Adding flavors and intensifying the power of e-cigarettes substantially increases toxicity, according to study results published in Tobacco Control.
“Although many of the flavorings used in e-cigarette liquids have been certified as safe for eating, little is known about their effects when heated and inhaled in e-cigarettes,” Maciej Goniewicz, PhD, PharmD, lead researcher and assistant professor of oncology in the department of health behavior at Roswell Park Cancer Institute, said in a recent news release about the study. “This study suggests that various characteristics of e-cigarettes, including any flavorings, may induce inhalation toxicity and, therefore, caution should be used with these products until more comprehensive studies are performed.”
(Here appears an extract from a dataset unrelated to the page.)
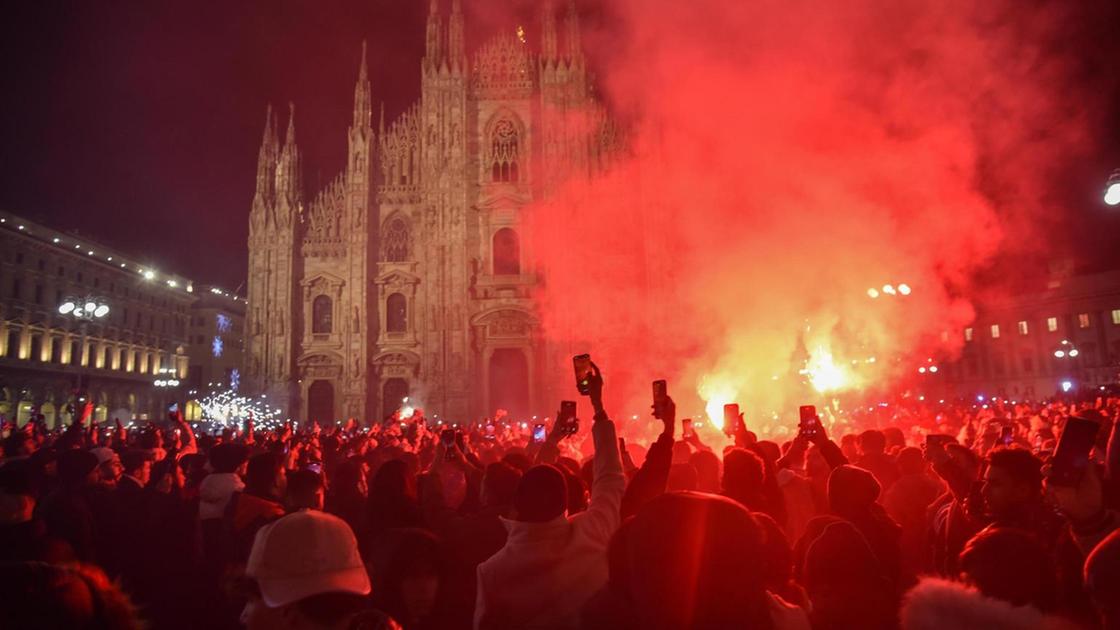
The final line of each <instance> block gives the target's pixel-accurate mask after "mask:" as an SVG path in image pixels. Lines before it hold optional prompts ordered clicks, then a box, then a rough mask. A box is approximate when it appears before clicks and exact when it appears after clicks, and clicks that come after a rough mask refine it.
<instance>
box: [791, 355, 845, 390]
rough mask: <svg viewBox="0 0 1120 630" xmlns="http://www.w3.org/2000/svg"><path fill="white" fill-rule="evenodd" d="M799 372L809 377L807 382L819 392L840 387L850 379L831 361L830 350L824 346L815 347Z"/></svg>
mask: <svg viewBox="0 0 1120 630" xmlns="http://www.w3.org/2000/svg"><path fill="white" fill-rule="evenodd" d="M801 373H802V374H805V376H806V377H809V383H810V385H812V386H813V389H815V390H816V391H820V392H821V393H824V392H825V391H834V390H838V389H842V388H843V387H846V386H848V385H849V381H850V379H849V378H848V374H847V373H846V372H844V371H843V369H841V368H840V367H839V365H837V364H836V363H834V362H833V361H832V352H831V351H829V350H828V349H827V348H824V346H818V348H816V352H814V353H813V354H812V356H810V359H809V362H808V363H806V364H805V369H804V370H802V371H801Z"/></svg>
Goniewicz and colleagues assessed the cell viability and metabolic activity along with the release of inflammatory mediators of bronchial cells that were exposed to e-cigarette aerosol. Researchers tested several types of e-cigarettes with varying battery output voltages containing flavored liquids, including tobacco, piña colada, menthol, coffee and strawberry.
Results indicated that cell viability and metabolic activity were reduced, and the release of inflammatory mediators was increased. These findings suggest that battery output voltage and the addition of flavorings result in a higher toxicity of e-cigarette aerosol. Overall, the strawberry flavored aerosol was the most toxic.
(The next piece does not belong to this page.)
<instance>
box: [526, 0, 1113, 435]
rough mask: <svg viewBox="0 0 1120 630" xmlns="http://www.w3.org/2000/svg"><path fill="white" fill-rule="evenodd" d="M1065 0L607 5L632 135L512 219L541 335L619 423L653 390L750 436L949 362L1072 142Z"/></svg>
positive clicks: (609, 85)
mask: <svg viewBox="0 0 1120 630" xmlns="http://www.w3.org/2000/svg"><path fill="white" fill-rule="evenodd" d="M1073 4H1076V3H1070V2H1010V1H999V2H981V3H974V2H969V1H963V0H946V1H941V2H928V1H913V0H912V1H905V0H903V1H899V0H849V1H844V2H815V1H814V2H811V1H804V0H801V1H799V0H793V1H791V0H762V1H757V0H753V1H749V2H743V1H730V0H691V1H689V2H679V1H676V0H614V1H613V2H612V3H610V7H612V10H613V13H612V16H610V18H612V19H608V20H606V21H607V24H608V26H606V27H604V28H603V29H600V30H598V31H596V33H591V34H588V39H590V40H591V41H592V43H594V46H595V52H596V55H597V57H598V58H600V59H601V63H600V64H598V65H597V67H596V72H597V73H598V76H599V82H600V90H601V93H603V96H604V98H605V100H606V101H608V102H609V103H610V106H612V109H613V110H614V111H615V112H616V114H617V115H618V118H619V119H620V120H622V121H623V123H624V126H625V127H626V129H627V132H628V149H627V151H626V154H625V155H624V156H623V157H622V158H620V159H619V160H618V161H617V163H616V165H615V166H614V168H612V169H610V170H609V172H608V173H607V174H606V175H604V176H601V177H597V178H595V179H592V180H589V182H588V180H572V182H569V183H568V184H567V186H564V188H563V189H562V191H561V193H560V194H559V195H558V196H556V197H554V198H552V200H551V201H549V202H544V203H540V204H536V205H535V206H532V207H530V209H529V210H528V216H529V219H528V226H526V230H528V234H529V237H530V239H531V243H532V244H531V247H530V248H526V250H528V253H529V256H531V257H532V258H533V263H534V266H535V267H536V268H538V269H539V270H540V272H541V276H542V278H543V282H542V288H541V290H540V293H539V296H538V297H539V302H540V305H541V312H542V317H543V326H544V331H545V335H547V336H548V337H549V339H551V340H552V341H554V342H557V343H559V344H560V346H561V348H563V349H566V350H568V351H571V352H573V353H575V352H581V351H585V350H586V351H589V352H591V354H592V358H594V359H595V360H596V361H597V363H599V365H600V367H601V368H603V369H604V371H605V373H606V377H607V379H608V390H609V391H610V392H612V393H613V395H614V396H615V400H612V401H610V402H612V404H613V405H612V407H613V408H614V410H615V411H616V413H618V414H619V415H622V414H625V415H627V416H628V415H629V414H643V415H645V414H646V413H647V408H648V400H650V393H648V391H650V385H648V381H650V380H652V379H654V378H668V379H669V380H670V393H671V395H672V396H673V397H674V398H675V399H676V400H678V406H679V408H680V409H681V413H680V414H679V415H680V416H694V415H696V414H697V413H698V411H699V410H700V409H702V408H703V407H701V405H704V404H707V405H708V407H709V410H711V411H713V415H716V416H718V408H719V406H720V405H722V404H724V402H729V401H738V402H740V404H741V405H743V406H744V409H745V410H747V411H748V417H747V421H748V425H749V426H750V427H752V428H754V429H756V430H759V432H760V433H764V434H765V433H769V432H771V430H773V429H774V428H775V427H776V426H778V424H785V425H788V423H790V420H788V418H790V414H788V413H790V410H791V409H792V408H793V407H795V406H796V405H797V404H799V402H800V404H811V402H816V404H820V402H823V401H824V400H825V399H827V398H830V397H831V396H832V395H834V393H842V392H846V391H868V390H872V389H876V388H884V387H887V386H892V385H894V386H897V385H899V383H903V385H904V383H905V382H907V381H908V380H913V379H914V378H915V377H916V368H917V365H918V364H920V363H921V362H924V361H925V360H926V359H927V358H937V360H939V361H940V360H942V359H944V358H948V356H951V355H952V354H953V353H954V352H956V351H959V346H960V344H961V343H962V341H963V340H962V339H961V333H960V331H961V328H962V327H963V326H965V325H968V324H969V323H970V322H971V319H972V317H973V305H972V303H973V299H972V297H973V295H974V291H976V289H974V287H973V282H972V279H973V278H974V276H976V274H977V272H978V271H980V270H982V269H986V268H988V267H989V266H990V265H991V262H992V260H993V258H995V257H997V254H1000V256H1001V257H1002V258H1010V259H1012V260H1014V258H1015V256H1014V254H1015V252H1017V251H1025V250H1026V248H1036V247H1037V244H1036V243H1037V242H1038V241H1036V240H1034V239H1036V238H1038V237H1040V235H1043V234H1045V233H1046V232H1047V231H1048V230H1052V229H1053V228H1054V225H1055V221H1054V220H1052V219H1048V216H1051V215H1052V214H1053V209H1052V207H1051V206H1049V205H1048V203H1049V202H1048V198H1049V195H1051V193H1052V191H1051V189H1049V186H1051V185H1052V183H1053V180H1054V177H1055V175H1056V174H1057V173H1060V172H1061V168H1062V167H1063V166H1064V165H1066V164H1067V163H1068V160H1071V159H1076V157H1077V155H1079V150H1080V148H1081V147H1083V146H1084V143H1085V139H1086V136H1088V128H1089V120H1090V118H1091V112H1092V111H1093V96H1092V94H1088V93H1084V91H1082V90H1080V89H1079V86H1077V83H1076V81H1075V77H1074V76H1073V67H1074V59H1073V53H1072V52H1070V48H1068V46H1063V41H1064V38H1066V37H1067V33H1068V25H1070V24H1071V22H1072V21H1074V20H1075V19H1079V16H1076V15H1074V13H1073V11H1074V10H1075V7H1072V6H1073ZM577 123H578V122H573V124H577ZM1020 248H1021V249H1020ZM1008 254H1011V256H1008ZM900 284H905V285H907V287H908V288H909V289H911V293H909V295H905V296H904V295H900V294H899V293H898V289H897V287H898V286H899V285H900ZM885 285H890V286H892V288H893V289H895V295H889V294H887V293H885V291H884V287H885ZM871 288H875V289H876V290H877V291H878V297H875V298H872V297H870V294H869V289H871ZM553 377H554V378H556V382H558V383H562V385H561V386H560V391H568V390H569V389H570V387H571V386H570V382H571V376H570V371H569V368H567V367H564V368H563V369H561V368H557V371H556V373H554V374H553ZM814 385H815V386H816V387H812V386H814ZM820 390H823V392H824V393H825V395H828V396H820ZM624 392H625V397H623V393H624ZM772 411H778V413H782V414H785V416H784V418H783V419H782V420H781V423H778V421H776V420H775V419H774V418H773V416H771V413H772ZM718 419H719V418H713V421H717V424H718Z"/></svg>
“Our study demonstrates that e-cigarette products differ significantly in the degree of their cellular toxicity to bronchial epithelial cells,” Goniewicz said in the release. “These findings have important regulatory implications, because the features of e-cigarette products — such as the power of the device and the presence of flavorings — can be regulated and standardized. Additionally, users may want to reduce their potential harm by choosing products with lower toxicity profile and operating their devices at lower power settings.” – by Alaina Tedesco
Disclosure: The researchers report funding from the National Institute on Drug Abuse of the National Institute of Health and the National Cancer Institute. Please see news release for additional relevant financial disclosures.